Getting older is something Gillian Anderson has tried to embrace
While being a universally celebrated and beloved public figure may sound like a dream come true for many, Gillian Anderson will be the first to tell aspiring actors that fame is far more complicated than some glitzy, glamorous portrayals seem to purport. For example, as Anderson revealed in an eye-opening February 2019 Vogue profile, seeing oneself onscreen can be quite the emotional journey. According to the star, seeing herself age on film has been particularly traumatic.
"If you watch yourself on film, there is a certain point you see yourself ... change. It's arresting," Anderson told Vogue, revealing that she'd once spent a whole day in the late aughts crying over the "cruelty" of aging. The star continued, "It can either be completely traumatic or something that instigates a shift of consciousness towards thinking about what's important. But you have to go through that trauma first, to mourn."

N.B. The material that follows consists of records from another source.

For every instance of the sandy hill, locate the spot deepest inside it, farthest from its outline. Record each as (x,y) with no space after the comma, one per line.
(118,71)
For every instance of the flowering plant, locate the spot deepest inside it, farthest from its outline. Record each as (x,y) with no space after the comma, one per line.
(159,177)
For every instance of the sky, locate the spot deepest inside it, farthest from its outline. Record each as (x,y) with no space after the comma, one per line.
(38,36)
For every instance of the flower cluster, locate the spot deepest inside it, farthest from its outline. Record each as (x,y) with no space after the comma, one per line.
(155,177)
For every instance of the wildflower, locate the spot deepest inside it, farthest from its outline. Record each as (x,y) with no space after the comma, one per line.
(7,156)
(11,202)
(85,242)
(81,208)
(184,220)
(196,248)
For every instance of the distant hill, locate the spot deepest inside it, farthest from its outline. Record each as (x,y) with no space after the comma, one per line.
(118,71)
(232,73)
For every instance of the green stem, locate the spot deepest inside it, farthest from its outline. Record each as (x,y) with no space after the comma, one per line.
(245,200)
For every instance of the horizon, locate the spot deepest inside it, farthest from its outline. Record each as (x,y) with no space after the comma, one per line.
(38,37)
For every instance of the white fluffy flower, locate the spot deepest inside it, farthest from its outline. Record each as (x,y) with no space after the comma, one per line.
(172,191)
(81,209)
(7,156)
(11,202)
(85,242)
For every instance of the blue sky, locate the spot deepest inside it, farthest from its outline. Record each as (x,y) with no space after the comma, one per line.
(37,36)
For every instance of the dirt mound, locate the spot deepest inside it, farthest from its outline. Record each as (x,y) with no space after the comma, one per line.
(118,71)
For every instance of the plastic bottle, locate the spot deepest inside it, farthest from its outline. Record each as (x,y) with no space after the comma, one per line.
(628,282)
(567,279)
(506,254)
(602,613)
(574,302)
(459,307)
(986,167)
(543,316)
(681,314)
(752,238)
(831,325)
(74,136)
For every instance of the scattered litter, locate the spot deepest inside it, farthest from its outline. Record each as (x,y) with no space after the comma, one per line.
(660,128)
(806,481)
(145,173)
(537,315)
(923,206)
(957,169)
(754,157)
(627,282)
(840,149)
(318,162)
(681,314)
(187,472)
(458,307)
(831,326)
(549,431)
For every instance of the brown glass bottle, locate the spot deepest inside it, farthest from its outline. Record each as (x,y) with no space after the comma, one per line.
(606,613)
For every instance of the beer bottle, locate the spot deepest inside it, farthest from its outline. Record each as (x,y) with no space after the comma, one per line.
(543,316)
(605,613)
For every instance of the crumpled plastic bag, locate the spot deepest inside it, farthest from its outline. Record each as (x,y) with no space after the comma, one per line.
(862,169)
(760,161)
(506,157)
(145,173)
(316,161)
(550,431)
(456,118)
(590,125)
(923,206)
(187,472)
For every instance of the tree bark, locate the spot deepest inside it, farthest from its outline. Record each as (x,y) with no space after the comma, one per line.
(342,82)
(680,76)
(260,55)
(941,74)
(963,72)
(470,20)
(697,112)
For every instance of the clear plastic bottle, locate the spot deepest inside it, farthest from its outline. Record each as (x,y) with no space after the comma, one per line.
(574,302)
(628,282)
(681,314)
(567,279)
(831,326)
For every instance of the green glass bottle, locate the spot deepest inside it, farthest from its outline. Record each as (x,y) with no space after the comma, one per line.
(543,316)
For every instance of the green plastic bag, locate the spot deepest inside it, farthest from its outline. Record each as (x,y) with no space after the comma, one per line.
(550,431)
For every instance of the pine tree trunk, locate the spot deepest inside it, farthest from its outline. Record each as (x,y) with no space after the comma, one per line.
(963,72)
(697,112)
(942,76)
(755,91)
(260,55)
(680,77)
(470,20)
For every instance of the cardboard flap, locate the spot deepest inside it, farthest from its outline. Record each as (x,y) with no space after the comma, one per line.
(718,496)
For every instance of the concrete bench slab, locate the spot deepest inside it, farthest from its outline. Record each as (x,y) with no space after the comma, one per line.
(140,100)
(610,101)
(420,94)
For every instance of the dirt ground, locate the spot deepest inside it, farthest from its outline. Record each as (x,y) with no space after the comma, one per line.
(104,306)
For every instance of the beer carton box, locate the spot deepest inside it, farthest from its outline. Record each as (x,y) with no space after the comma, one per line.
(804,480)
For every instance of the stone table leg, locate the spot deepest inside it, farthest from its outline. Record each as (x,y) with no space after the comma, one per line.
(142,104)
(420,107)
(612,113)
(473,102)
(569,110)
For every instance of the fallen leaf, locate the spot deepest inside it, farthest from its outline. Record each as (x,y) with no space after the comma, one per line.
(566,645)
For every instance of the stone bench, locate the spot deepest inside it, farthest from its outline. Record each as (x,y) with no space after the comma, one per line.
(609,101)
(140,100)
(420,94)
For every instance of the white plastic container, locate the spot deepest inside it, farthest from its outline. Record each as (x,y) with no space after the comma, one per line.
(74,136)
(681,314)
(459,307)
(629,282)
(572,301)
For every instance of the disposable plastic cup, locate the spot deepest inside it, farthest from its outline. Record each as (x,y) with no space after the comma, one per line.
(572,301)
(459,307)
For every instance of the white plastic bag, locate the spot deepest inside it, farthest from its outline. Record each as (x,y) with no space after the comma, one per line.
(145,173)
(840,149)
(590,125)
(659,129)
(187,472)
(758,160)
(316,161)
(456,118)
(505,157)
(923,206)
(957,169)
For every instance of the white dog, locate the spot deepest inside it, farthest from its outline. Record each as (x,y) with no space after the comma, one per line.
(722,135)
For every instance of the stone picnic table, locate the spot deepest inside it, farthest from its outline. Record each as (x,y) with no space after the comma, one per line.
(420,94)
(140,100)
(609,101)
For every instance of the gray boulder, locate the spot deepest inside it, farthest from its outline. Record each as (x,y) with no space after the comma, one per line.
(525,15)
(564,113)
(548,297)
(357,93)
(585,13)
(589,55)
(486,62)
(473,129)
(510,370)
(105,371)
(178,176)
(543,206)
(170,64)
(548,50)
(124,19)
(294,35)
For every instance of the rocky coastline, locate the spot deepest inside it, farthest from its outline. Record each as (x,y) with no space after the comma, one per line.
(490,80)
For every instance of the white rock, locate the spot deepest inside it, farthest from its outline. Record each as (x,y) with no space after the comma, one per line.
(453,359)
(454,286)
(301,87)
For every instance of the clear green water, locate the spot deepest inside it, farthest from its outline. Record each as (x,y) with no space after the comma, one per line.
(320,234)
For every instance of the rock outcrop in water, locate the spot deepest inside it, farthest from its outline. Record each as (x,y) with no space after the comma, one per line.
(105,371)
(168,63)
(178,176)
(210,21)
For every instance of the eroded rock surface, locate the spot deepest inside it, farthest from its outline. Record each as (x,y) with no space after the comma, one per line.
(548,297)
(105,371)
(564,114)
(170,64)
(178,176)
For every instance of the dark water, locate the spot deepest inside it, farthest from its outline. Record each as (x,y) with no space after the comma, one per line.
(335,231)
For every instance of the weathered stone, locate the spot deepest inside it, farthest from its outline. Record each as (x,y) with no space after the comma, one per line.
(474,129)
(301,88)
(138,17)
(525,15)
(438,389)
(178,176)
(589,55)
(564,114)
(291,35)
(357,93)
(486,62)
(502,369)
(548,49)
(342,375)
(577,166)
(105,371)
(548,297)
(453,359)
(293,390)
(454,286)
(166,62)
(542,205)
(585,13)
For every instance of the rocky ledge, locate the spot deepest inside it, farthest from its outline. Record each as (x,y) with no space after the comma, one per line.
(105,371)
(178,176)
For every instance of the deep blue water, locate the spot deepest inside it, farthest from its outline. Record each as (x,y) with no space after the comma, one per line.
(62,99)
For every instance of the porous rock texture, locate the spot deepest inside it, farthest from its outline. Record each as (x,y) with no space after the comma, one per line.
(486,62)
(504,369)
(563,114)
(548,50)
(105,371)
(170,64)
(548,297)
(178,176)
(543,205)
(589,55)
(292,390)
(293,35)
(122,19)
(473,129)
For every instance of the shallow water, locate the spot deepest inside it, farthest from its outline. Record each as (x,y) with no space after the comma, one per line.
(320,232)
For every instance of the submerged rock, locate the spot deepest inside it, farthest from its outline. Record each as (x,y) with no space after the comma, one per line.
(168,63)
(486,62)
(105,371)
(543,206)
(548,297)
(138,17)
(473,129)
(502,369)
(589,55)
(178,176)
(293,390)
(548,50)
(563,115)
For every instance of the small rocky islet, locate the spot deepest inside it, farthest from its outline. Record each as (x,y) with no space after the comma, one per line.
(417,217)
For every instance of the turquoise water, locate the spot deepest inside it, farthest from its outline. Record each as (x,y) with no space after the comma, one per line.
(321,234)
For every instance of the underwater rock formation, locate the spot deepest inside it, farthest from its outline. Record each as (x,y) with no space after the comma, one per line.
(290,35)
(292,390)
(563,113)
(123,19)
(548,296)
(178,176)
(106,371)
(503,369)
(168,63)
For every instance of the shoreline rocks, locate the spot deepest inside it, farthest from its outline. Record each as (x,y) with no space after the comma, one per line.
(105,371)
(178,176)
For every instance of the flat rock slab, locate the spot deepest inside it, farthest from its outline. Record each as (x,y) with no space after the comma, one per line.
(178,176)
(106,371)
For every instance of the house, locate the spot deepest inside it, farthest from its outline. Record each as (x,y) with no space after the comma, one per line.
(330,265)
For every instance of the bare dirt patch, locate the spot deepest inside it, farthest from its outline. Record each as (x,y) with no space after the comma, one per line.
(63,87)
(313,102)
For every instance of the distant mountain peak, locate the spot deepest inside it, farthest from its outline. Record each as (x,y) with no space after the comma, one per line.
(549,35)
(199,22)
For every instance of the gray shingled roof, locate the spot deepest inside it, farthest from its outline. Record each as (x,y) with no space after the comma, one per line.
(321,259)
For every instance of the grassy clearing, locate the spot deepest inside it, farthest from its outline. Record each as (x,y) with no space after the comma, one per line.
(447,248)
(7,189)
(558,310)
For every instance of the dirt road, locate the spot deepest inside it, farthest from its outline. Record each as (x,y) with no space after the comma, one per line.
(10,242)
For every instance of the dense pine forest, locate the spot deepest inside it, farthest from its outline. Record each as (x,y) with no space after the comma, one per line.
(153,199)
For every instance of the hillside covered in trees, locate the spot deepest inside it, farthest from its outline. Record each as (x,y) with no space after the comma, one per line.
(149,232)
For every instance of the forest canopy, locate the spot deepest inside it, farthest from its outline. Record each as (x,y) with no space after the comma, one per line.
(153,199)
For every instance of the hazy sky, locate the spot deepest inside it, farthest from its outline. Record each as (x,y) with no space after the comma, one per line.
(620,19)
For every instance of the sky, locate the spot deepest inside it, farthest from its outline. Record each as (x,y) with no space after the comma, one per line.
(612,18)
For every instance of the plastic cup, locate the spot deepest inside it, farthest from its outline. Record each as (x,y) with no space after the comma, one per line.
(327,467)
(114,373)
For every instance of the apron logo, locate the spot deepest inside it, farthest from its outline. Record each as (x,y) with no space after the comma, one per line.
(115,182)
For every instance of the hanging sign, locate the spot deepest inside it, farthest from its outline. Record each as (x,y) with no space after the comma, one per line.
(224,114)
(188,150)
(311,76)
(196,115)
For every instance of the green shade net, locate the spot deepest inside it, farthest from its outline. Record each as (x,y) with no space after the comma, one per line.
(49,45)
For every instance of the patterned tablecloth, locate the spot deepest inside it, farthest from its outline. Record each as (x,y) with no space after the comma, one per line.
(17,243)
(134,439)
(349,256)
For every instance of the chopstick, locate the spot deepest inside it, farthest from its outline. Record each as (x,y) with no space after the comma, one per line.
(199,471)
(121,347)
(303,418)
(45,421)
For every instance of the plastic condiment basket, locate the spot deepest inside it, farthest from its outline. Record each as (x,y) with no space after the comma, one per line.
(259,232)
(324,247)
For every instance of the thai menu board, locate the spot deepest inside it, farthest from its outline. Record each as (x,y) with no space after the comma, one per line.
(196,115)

Fortunately, Anderson has now seemingly accepted the inevitability of growing older. The actress offered up her best advice on how to combat insecurity surrounding the aging process, telling Vogue, "The thing to remember is, how one looks in the mirror is the youngest one will ever look again." Added Anderson, "So you can't do anything but celebrate it!"
Gillian Anderson's come a long way
So how does a teenage troublemaker (who said she once didn't brush her hair for about four years) turn into the graceful, international award-winning, philanthropist, awesome mother, and badass activist we know her as now?
Gillian Anderson's journey has been long, but full of heart and generosity toward others. We love you, Gillian!